Topics discussed (detailed)

  • Auction mechanics: catalog, vetting, book/day placement, reserves, buyer flows.
  • How buyers appraise yearlings: conformation, pedigree, vet reports, videos, family performance.
  • Stakes and payouts: how a top racehorse becomes a valuable stud and the financial flows around stud fees and stallion deals.
  • Wagering mechanics: pari‑mutuel system, takeout, impact of computerized bettors, last‑click volatility, tournament culture (National Horse Players Championship).
  • Industry trends: long‑term decline in race days and attendance, shrinking foal crop, cultural disengagement, competition from broader legalized gambling.
  • Alternative revenue and survival strategies: racinos, HHR machines, state subsidies/transfers from sports betting, and the question whether racing will be kept alive primarily as an adjunct to casino operations.

Implications and (implicit) recommendations

  • Improve fan engagement and succession: attract younger, casual fans who will sustain betting and attendance in future generations.
  • Continue and strengthen safety/integrity reforms (HISA) to address welfare concerns and public trust.
  • Reevaluate business/pricing structures: racetracks may need to reconsider takeout rates, distribution of wagering revenue, and regulatory engagement to stay competitive versus other gambling options.
  • Leverage diversified revenue (racino/HHR, sports‑betting allocations) to support purses, but be mindful of long‑term sustainability if racing becomes dependent on casino income.
  • Use better data and analytics (as Emily Plant provides) to help breeders, buyers, and investors manage the high risk/variance of yearling investment.

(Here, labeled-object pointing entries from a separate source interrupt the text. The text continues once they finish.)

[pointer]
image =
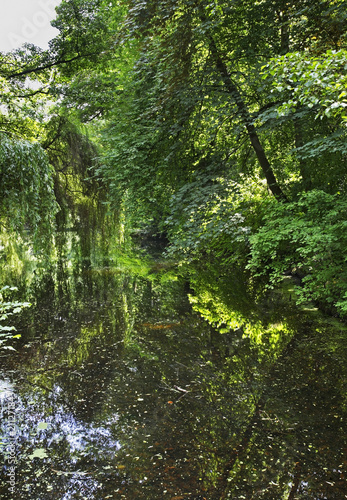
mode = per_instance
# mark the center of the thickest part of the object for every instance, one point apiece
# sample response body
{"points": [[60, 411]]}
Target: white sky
{"points": [[26, 21]]}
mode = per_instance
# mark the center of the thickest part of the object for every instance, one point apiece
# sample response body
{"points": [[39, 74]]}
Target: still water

Who should listen to this episode

  • People curious about the economics of niche auctions and collectibles.
  • Horse industry participants (breeders, consignors, buyers, trainers).
  • Sports economists and gambling analysts interested in pari‑mutuel dynamics and the effects of online wagering/computerized players.
  • General listeners who enjoy behind‑the‑scenes reportage and stories about high‑stakes markets.

Bottom line

The Keeneland sale showcases both the romantic allure and the raw economics of Thoroughbred racing: sky‑high prices, high risk, passionate participants, and deep cultural history. But long‑term industry health faces structural threats—shrinking supply, slipping casual audiences, competition from broader legalized gambling, and welfare concerns. The short‑term future likely keeps flagship races and premier tracks alive (backed by racino revenues and wealthy owners), but the broader ecosystem will need significant adaptation to remain viable for the next generation.